Reaksi keras juga datang dari sejumlah tokoh internasional dan organisasi hak asasi manusia. Mereka menyoroti bahwa pemberian pengampunan terhadap narapidana kasus korupsi atau penghinaan terhadap presiden berpotensi mengancam demokrasi dan memperlemah kepercayaan rakyat terhadap sistem hukum. Media asing seperti Associated Press, Reuters, hingga Al Jazeera turut menyoroti kebijakan ini dalam pemberitaan mereka, menekankan bahwa langkah Presiden Prabowo menimbulkan tanda tanya besar tentang komitmen Indonesia terhadap reformasi hukum dan tata kelola pemerintahan yang bersih.

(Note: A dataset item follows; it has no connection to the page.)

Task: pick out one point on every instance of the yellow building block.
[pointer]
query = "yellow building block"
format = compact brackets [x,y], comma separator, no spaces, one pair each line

Kementerian Hukum dan HAM menjelaskan bahwa proses seleksi narapidana yang layak mendapat amnesti dilakukan secara hati-hati dan berdasarkan kriteria kemanusiaan. Namun, transparansi terhadap proses tersebut masih menjadi sorotan. Pemerintah memang menyatakan bahwa amnesti ini mencakup tahanan politik, lanjut usia, penyandang disabilitas, serta narapidana dengan kondisi medis kronis. Meski begitu, publik belum memperoleh akses penuh terhadap daftar resmi nama-nama penerima amnesti dan alasan khusus pemberian pembebasan mereka.

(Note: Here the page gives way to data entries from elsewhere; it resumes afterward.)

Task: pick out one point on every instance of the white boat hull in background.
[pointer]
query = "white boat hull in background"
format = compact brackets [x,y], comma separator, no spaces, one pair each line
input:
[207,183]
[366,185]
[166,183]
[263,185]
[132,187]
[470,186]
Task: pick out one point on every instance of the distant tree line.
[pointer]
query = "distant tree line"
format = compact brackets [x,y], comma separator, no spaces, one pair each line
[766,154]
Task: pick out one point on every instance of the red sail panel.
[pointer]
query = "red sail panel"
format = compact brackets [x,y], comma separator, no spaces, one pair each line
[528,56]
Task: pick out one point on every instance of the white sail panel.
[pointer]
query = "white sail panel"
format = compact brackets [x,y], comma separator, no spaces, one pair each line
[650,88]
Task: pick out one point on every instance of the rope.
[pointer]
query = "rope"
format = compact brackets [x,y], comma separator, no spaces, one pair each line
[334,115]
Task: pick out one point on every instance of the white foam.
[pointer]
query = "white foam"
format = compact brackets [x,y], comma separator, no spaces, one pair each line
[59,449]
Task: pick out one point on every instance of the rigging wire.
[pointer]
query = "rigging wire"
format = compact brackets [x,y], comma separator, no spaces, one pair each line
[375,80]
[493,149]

Di tengah kontroversi yang terus bergulir, Menteri Koordinator Politik, Hukum, dan Keamanan menyatakan bahwa kebijakan ini merupakan wujud dari pendekatan negara yang berkeadaban dan bertujuan mengurangi beban lembaga pemasyarakatan. Ia juga menegaskan bahwa pemerintah tidak akan memberikan amnesti kepada pelaku tindak pidana berat seperti terorisme, kejahatan seksual, atau narkotika dengan jumlah besar. Namun, pernyataan tersebut belum sepenuhnya meredam gelombang kritik, terutama dari kalangan masyarakat sipil yang menuntut agar setiap kebijakan hukum dijalankan secara transparan dan tidak diskriminatif.

Seiring dengan itu, kelompok oposisi dan sejumlah partai politik menyoroti potensi dampak jangka panjang dari kebijakan ini terhadap kredibilitas pemerintah. Beberapa dari mereka bahkan meminta agar Mahkamah Konstitusi dan Komnas HAM turut mengawasi dan mengevaluasi pemberian amnesti tersebut. Mereka berpendapat bahwa setiap bentuk pengampunan yang menyangkut tokoh politik harus mendapatkan peninjauan lebih lanjut agar tidak menjadi alat kompromi kekuasaan.

Dengan situasi yang berkembang ini, tampaknya Indonesia akan terus berada dalam sorotan dunia, tidak hanya karena kebijakan domestik, tetapi juga karena bagaimana negara ini menjaga keseimbangan antara keadilan hukum dan stabilitas politik. Program amnesti Presiden Prabowo memang menjadi langkah besar yang akan diuji oleh sejarah: apakah ia akan dikenang sebagai upaya rekonsiliasi nasional, atau justru menjadi titik rawan yang membuka celah bagi politik balas jasa di masa mendatang.